Please contact your academic advisor with any questions or concerns.
Best wishes,
Professor Peter J. Awn
22 Comments
@but... seas offers a be, not a bs.
@CC '14 are we talking about GS?
@Anonymous That is correct. A BA degree is generally considered a ” higher” degree. A
“liberal arts” degree means a more academic scholarly thinking degree. It has nothing to do with the connotation of the humanities at all. It is liberal in the sense of vast, and arts in the sense of scholarly. The sciences are liberal arts. A BS degree connotes a more technical and narrower degree as in learning a trade or profession for the sole purpose of a job as opposed to going to school to be “educated” and scholarly to gain knowledge.
@Anonymous Chapter I of Title 8 of the Official Compilation of Codes, Rules and Regulations of the State of New York
Section 3.47. Requirements for Earned Degrees and Section 3.50. Registered Degrees
Undergraduate degrees shall be distinguished, as follows, by the minimum amount of liberal arts content required for each degree.
Bachelor of Arts (A.B. or B.A.) — Three-quarters of the work for the degree shall be in the liberal arts and sciences and one-quarter specialized study.
Bachelor of Science (B.S.) — One-half of the work for the degree shall be in the liberal arts and sciences and one-half specialized study.
The required liberal arts core shall not be directed toward specialized study or specific occupational or professional objectives.
@Anonymous “Specialized study” generally means the technical, vocational, or apprenticeship component of a degree. That is not what we do here at Columbia. We all study the liberal arts and sciences.
@Anonymous Specialized study includes physics, business, accounting, engineering, computer science, etc.
@GS'14 If it’s not too much to ask, can you to magically change my Mickey Mouse degree to econ while you’re at it?
@Anon Do GS students still qualify for the combined plan with SEAS?
@Alum Yes.

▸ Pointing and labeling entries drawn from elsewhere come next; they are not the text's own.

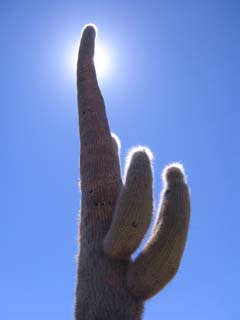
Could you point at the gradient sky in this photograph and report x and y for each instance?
(173, 85)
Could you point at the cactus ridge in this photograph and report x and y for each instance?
(116, 214)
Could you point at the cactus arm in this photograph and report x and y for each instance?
(159, 261)
(134, 207)
(99, 165)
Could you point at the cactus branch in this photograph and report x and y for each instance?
(133, 211)
(159, 261)
(115, 217)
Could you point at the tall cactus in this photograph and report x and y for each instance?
(115, 215)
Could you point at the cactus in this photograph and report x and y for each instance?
(115, 215)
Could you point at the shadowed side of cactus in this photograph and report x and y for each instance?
(116, 214)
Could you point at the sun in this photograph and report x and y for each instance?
(101, 60)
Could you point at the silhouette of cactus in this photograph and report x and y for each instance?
(116, 216)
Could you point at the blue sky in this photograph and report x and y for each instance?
(174, 86)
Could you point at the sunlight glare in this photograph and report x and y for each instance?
(101, 60)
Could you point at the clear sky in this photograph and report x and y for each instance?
(173, 84)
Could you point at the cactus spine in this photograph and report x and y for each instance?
(115, 215)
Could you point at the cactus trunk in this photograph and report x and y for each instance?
(115, 215)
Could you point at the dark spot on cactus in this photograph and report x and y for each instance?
(134, 225)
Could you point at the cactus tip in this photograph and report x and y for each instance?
(174, 172)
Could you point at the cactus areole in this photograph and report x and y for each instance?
(116, 214)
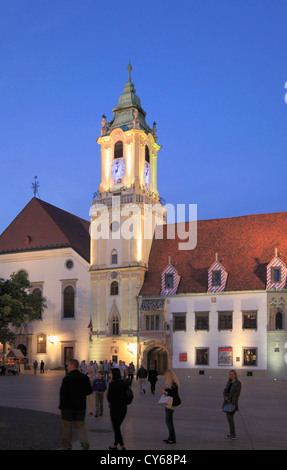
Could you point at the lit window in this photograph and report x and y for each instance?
(147, 154)
(118, 153)
(115, 326)
(152, 322)
(216, 278)
(276, 274)
(201, 356)
(169, 281)
(225, 320)
(69, 302)
(38, 310)
(41, 344)
(249, 320)
(114, 257)
(179, 322)
(250, 357)
(114, 288)
(202, 321)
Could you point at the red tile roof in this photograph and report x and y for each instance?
(42, 226)
(245, 245)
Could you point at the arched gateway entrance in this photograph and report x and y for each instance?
(156, 356)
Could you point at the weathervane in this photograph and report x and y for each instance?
(35, 186)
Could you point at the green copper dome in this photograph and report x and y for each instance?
(128, 114)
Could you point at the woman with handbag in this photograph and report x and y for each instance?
(230, 405)
(172, 384)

This is a completely separate issue.
@GS Student Don’t worry, there will always be plenty of BS for GSers to deal with!
@curious why does it actually matter? Is it not enough that you’re graduating with an undergraduate degree from Columbia University? I’m a CC math major, and during the employment process no one batted an eye at my BA, even though most of the people in my field have a BS in math.
Not trying to be combative, but I’m just genuinely curious.
@Alum Rightly or wrongly, there are people, businesses, government agencies, etc. who presume that a B.A. degree in a technical field involved fewer technical requirements than a B.S. degree.
@Let me say that this is... complete BS!
@Anonymous That’s what the CS dept says, but you’re right that some students online say BS CS GS.
@Anonymous Anyone know which majors this actually affects? I know most sciences were BA already…
@GS BS Feb '14 Not at GS. The only science that was BA at GS was Biology.
@Anonymous CS was BA too.
@GS BS Feb '14 You sure? I definitely talked to some 2012 grads in CS who had BS degrees
@Wouldn't it be nice if they had told people that before they spent tens of thousands of dollars on tuition, rather than in their last semester at the school?
@GS BS Feb '14 Damn that sucks. Though I think Awn is kind of off the mark on this point: “A B.S. degree presumes that the academic program for which the degree is awarded is comprised predominantly of non-liberal arts courses.” My biochemistry degree was somewhere between 70 and 80 credits. The total number of credits for the degree is 124. Predominantly means mostly. If over half of your courses are sciences, I’d say that’s predominantly.
@academia nerd @GS BS Feb ’14: I think you’re misunderstanding what “liberal arts” means. It does not mean humanities. It does not mean social “science”. It does not mean natural science. Liberal arts means academic as distinct from professional, as Dean Awn’s email reflects. To my knowledge, with the possible exception of the Barnard Education Program, all courses offered at Columbia University—especially at the undergraduate level—are liberal arts courses. That said, the term liberal arts is horrendously misused colloquially, and if you do a quick internet search, you will find sources that contradict me. These sources are simply wrong.
@Heisenberg Then how does SEAS exist?